Treponema pallidum subsp. pallidum (T. pallidum) is the noncultivable agent of syphilis, a sexually transmitted disease that is a risk factor for HIV infection (9). Penicillin is the preferred drug for treatment of syphilis (1). Alternative antibiotics for nonpregnant penicillin-allergic patients with primary or secondary syphilis include doxycycline, tetracycline, or erythromycin. Erythromycin treatment failures have been documented in patients with primary or secondary syphilis and infants with congenital syphilis (2, 3, 5). We previously demonstrated high-level erythromycin resistance (Ermr) in a T. pallidum clinical isolate (Street strain 14) obtained from a syphilis patient who failed erythromycin therapy (11). Macrolide resistance usually results from target site alteration due to methylation or mutations in the peptidyltransferase region of 23S rRNA. Mutations of the adenine (A) residue cognate to position A2058 or A2059 in the Escherichia coli 23S rRNA gene are associated with macrolide resistance in bacteria that contain one or two copies of these genes (6–8, 13). This observation prompted us to analyze the corresponding regions of the two 23S rRNA genes of T. pallidum Street strain 14 (Ermr); T. pallidum Nichols strain, an erythromycin-sensitive (Erms) control (11); and the closely related yaws agent, T. pallidum subsp. pertenue (T. pertenue) Gauthier strain (Erms)(11). T. pallidum strains were grown by testicular cultivation in rabbits, and genomic DNA was extracted as previously described (11, 12). T. pertenue genomic DNA was provided by A. Centurion-Lara and S. Lukehart. Both copies of the 23S rRNA genes were PCR amplified from treponemal genomic DNA (Expand Long Template PCR System; Boehringer-Mannheim, Indianapolis, Ind.). Oligonucleotide primers were designed based on sequence data from the T. pallidum Nichols genome sequencing project (GenBank accession no. AE001204 and AE001208)(4). Gel-purified PCR amplicons were cloned (pGEM-T Easy vector; Promega Corp., Madison, Wis.), and both strands of the inserts were sequenced at the University of North Carolina, Chapel Hill, Automated DNA Sequencing Facility as previously described (12).

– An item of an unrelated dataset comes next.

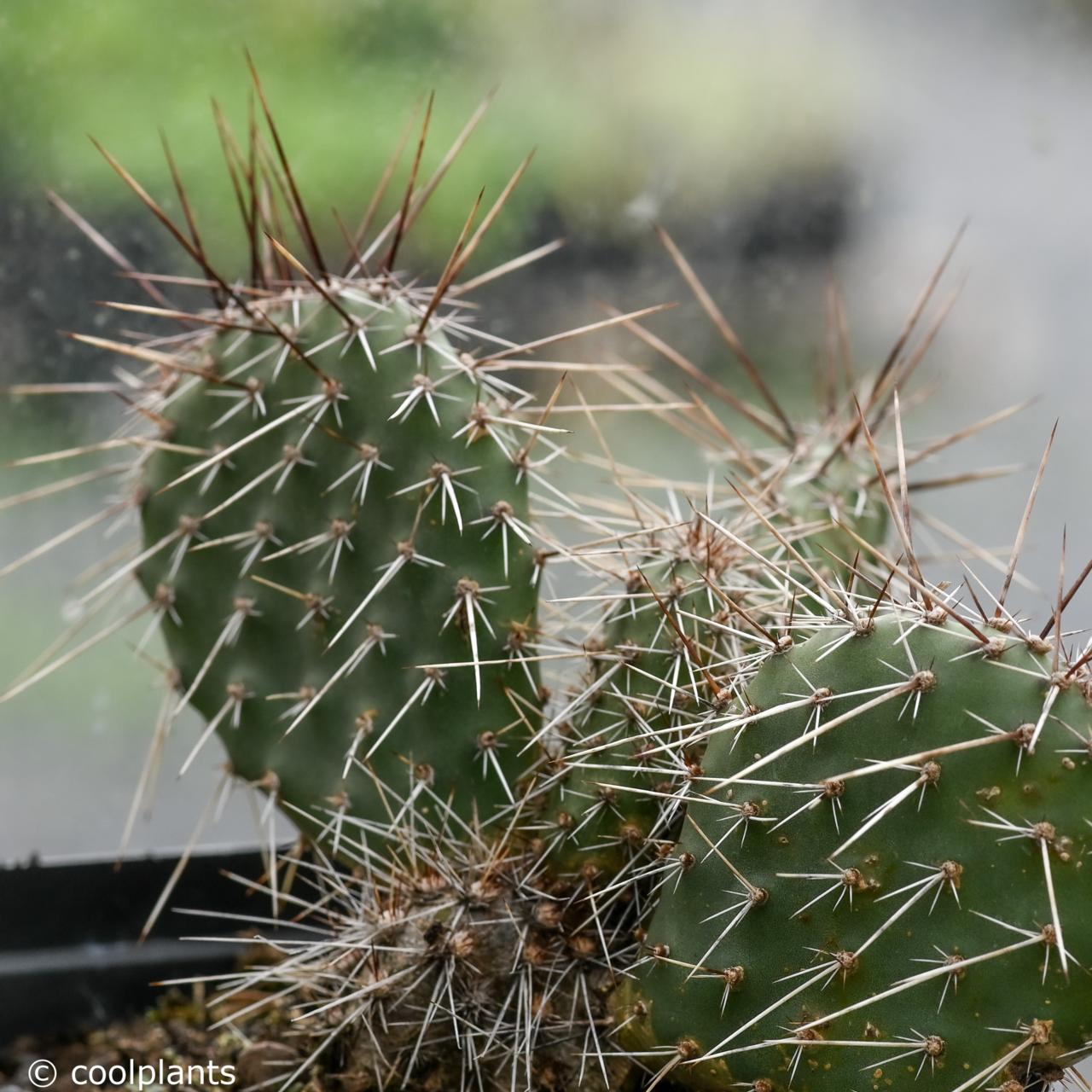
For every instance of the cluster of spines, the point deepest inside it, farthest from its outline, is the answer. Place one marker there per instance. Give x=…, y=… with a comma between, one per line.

A 692-bp region (representing 133 nucleotides 5! and 558 nucleotides 3! of the position cognate to A2058 in the E. coli 23S rRNA gene) was analyzed for T. pallidum and T. pertenue. The nucleotide sequences of this region of both T. pallidum Nichols strain 23S rRNA genes were identical to those of the Nichols strain in GenBank (4). Additionally, the sequences of the same 692-bp region of both T. pertenue Gauthier strain 23S rRNA genes were identical to those of the T. pallidum Nichols strain. Interestingly, the sequences of the 692-bp region of both T. pallidum Street strain 14 23S rRNA genes were identical to those of T. pallidum Nichols strain except that the Street strain 14 sequences contained a guanine (G) at the position cognate to A2058 (Table 1). The A-to-G transition mutation was present in all clones sequenced for both Street strain 14 23S rRNA genes. The identical mutation was also present when the Street strain 14 23S rRNA genes were PCR amplified and directly sequenced.